Minister for Immigration Damian Green said that fees for skilled workers, or Tier 2 migrants, will increase by 20 per cent to £480, while employer sponsorship licences will shoot up by 46 per cent to £1,500 for large companies, and by 61 per cent to £500 for small companies.

However, Green said that while the decision to increase fee charges was a deliberate strategy choice, the UK Border Agency had limited the majority of visa increases to about 2 per cent.

Green said: “Given the ongoing need to reduce public spending, we believe it is right that we continue to seek to reduce the burden on UK taxpayers of delivering the border and immigration system by asking migrants to make a greater contribution to the funding of the UK Border Agency.

“Some fees are set above the administrative cost of providing the service to generate the revenue which is used to help fund the UK immigration system and which enables others to be set below cost recovery to support wider government objectives. The revenue generated will contribute towards securing the UK’s border and controlling migration for the benefit of the UK.

"It is only fair that those who use and benefit from the immigration system contribute a higher share of the cost of running it.”

But business organisation the CBI criticised the hikes as a “bitter blow” for firms.

“The shock announcement that some work permit charges will rise between 20 and 60 per cent will come as a bitter blow to businesses,” said Neil Carberry, CBI director for employment and skills policy.

“Firms have yet to see the improvements in customer service they were promised, in return for the last tranche of inflation-busting rises last year.”

Fee changes are expected to come into force in April 2012 but must be agreed by both Houses of Parliament first.

Gerwyn Davies, public policy adviser at the CIPD, said: “I think that the changes to sponsorship licences will cause some concern. Employers often use Tier 2 as a last resort because they cannot find suitably skilled and experienced staff from the domestic workforce, so it’s not optional, it’s often a necessity.

“Increases in fees or licences will be a difficult pill for many employers to swallow when they are facing particular cost pressures.

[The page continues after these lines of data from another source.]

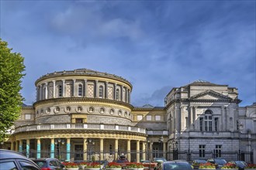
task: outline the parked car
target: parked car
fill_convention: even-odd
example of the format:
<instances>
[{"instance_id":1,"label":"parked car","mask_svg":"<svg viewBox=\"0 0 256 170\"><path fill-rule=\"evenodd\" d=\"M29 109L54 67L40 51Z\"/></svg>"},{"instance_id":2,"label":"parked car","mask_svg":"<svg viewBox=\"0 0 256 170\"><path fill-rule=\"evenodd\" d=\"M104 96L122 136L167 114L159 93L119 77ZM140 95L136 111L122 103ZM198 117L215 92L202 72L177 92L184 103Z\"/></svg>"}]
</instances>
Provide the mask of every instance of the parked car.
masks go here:
<instances>
[{"instance_id":1,"label":"parked car","mask_svg":"<svg viewBox=\"0 0 256 170\"><path fill-rule=\"evenodd\" d=\"M224 164L227 164L227 161L223 158L209 158L207 160L208 162L216 164L216 168L221 168L224 165Z\"/></svg>"},{"instance_id":2,"label":"parked car","mask_svg":"<svg viewBox=\"0 0 256 170\"><path fill-rule=\"evenodd\" d=\"M162 158L154 158L153 162L157 162L157 160L161 160L161 161L163 161L163 162L167 162L166 158L164 158L164 157L162 157Z\"/></svg>"},{"instance_id":3,"label":"parked car","mask_svg":"<svg viewBox=\"0 0 256 170\"><path fill-rule=\"evenodd\" d=\"M119 159L114 161L114 162L119 164L122 166L122 168L125 168L126 165L129 164L129 161L123 155L121 155Z\"/></svg>"},{"instance_id":4,"label":"parked car","mask_svg":"<svg viewBox=\"0 0 256 170\"><path fill-rule=\"evenodd\" d=\"M205 159L195 159L192 161L192 165L193 166L194 169L198 169L199 168L200 164L205 164L206 162L207 161Z\"/></svg>"},{"instance_id":5,"label":"parked car","mask_svg":"<svg viewBox=\"0 0 256 170\"><path fill-rule=\"evenodd\" d=\"M0 168L15 170L40 170L40 168L23 155L5 149L0 149Z\"/></svg>"},{"instance_id":6,"label":"parked car","mask_svg":"<svg viewBox=\"0 0 256 170\"><path fill-rule=\"evenodd\" d=\"M169 170L169 169L192 170L192 168L188 162L175 162L175 161L163 162L161 170Z\"/></svg>"},{"instance_id":7,"label":"parked car","mask_svg":"<svg viewBox=\"0 0 256 170\"><path fill-rule=\"evenodd\" d=\"M41 170L60 170L64 169L64 165L57 158L38 158L33 160Z\"/></svg>"},{"instance_id":8,"label":"parked car","mask_svg":"<svg viewBox=\"0 0 256 170\"><path fill-rule=\"evenodd\" d=\"M229 163L234 164L239 168L239 170L243 170L247 164L243 161L230 161Z\"/></svg>"}]
</instances>

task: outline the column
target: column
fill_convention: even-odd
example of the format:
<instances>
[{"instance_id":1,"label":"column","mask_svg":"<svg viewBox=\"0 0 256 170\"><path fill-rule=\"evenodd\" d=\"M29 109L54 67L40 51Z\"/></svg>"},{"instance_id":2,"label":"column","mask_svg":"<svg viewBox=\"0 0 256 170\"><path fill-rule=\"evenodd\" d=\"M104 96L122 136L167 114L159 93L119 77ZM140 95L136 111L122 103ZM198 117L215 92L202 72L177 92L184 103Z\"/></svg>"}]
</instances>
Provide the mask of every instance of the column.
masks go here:
<instances>
[{"instance_id":1,"label":"column","mask_svg":"<svg viewBox=\"0 0 256 170\"><path fill-rule=\"evenodd\" d=\"M45 83L45 99L48 99L48 83Z\"/></svg>"},{"instance_id":2,"label":"column","mask_svg":"<svg viewBox=\"0 0 256 170\"><path fill-rule=\"evenodd\" d=\"M146 144L147 142L142 143L142 159L146 160Z\"/></svg>"},{"instance_id":3,"label":"column","mask_svg":"<svg viewBox=\"0 0 256 170\"><path fill-rule=\"evenodd\" d=\"M62 80L62 97L65 97L65 80Z\"/></svg>"},{"instance_id":4,"label":"column","mask_svg":"<svg viewBox=\"0 0 256 170\"><path fill-rule=\"evenodd\" d=\"M22 148L22 140L20 140L19 142L19 152L22 153L23 151Z\"/></svg>"},{"instance_id":5,"label":"column","mask_svg":"<svg viewBox=\"0 0 256 170\"><path fill-rule=\"evenodd\" d=\"M114 100L116 100L116 83L114 84Z\"/></svg>"},{"instance_id":6,"label":"column","mask_svg":"<svg viewBox=\"0 0 256 170\"><path fill-rule=\"evenodd\" d=\"M19 151L19 141L16 141L15 151Z\"/></svg>"},{"instance_id":7,"label":"column","mask_svg":"<svg viewBox=\"0 0 256 170\"><path fill-rule=\"evenodd\" d=\"M50 158L54 158L54 138L50 139Z\"/></svg>"},{"instance_id":8,"label":"column","mask_svg":"<svg viewBox=\"0 0 256 170\"><path fill-rule=\"evenodd\" d=\"M118 158L118 139L115 139L115 159Z\"/></svg>"},{"instance_id":9,"label":"column","mask_svg":"<svg viewBox=\"0 0 256 170\"><path fill-rule=\"evenodd\" d=\"M106 85L105 85L105 98L106 99L108 99L109 98L109 89L108 89L108 87L109 87L109 82L106 82Z\"/></svg>"},{"instance_id":10,"label":"column","mask_svg":"<svg viewBox=\"0 0 256 170\"><path fill-rule=\"evenodd\" d=\"M87 80L84 79L84 97L87 97L87 90L86 90L86 87L87 87Z\"/></svg>"},{"instance_id":11,"label":"column","mask_svg":"<svg viewBox=\"0 0 256 170\"><path fill-rule=\"evenodd\" d=\"M43 86L40 84L40 100L43 100Z\"/></svg>"},{"instance_id":12,"label":"column","mask_svg":"<svg viewBox=\"0 0 256 170\"><path fill-rule=\"evenodd\" d=\"M40 100L40 87L39 86L36 87L36 101Z\"/></svg>"},{"instance_id":13,"label":"column","mask_svg":"<svg viewBox=\"0 0 256 170\"><path fill-rule=\"evenodd\" d=\"M71 139L70 138L67 138L67 158L66 158L67 161L70 161L71 160Z\"/></svg>"},{"instance_id":14,"label":"column","mask_svg":"<svg viewBox=\"0 0 256 170\"><path fill-rule=\"evenodd\" d=\"M221 131L226 131L225 107L221 107Z\"/></svg>"},{"instance_id":15,"label":"column","mask_svg":"<svg viewBox=\"0 0 256 170\"><path fill-rule=\"evenodd\" d=\"M193 107L189 107L189 124L190 124L190 129L192 130L193 128Z\"/></svg>"},{"instance_id":16,"label":"column","mask_svg":"<svg viewBox=\"0 0 256 170\"><path fill-rule=\"evenodd\" d=\"M36 158L41 158L41 141L40 138L37 138L37 147L36 147Z\"/></svg>"},{"instance_id":17,"label":"column","mask_svg":"<svg viewBox=\"0 0 256 170\"><path fill-rule=\"evenodd\" d=\"M121 90L120 90L120 101L123 101L123 86L121 86Z\"/></svg>"},{"instance_id":18,"label":"column","mask_svg":"<svg viewBox=\"0 0 256 170\"><path fill-rule=\"evenodd\" d=\"M130 162L130 141L127 140L127 159Z\"/></svg>"},{"instance_id":19,"label":"column","mask_svg":"<svg viewBox=\"0 0 256 170\"><path fill-rule=\"evenodd\" d=\"M153 161L152 158L153 158L153 151L152 151L152 146L153 146L153 143L154 142L150 142L150 161Z\"/></svg>"},{"instance_id":20,"label":"column","mask_svg":"<svg viewBox=\"0 0 256 170\"><path fill-rule=\"evenodd\" d=\"M140 141L136 141L136 162L140 163Z\"/></svg>"},{"instance_id":21,"label":"column","mask_svg":"<svg viewBox=\"0 0 256 170\"><path fill-rule=\"evenodd\" d=\"M163 156L166 158L166 141L163 141Z\"/></svg>"},{"instance_id":22,"label":"column","mask_svg":"<svg viewBox=\"0 0 256 170\"><path fill-rule=\"evenodd\" d=\"M99 160L103 160L103 151L104 151L104 139L103 138L100 138L99 139L99 152L100 152L100 155L99 155Z\"/></svg>"},{"instance_id":23,"label":"column","mask_svg":"<svg viewBox=\"0 0 256 170\"><path fill-rule=\"evenodd\" d=\"M95 96L94 97L95 98L99 98L99 94L98 94L98 80L95 80L94 89L95 89Z\"/></svg>"},{"instance_id":24,"label":"column","mask_svg":"<svg viewBox=\"0 0 256 170\"><path fill-rule=\"evenodd\" d=\"M53 97L55 98L55 80L53 80L53 83L54 83L54 92L53 92Z\"/></svg>"},{"instance_id":25,"label":"column","mask_svg":"<svg viewBox=\"0 0 256 170\"><path fill-rule=\"evenodd\" d=\"M75 84L75 79L73 79L73 88L72 88L72 97L74 97L74 84Z\"/></svg>"},{"instance_id":26,"label":"column","mask_svg":"<svg viewBox=\"0 0 256 170\"><path fill-rule=\"evenodd\" d=\"M192 124L192 129L195 130L195 110L196 110L196 107L193 107L193 124Z\"/></svg>"},{"instance_id":27,"label":"column","mask_svg":"<svg viewBox=\"0 0 256 170\"><path fill-rule=\"evenodd\" d=\"M84 138L84 161L87 161L87 138Z\"/></svg>"}]
</instances>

“It also comes at a time when the number of licences being awarded to employers has been lowered. While it’s indisputable that the demand for labour is the main driver behind this, some employers are also saying that the cost and complexity of applying is also deterring them.”

He said that smaller businesses would be hardest hit by the charge increases, particularly in a time of economic uncertainty.

“SMEs had benefited in particular from the Tier 1 route because they didn’t have to get sponsorship and the talent was readily available because people were already in the workforce or at least in the UK.

"Now that tier has been closed off. Tier 2 is much more formulaic, more complex and more costly, which has, and will, deter some SMEs from applying.”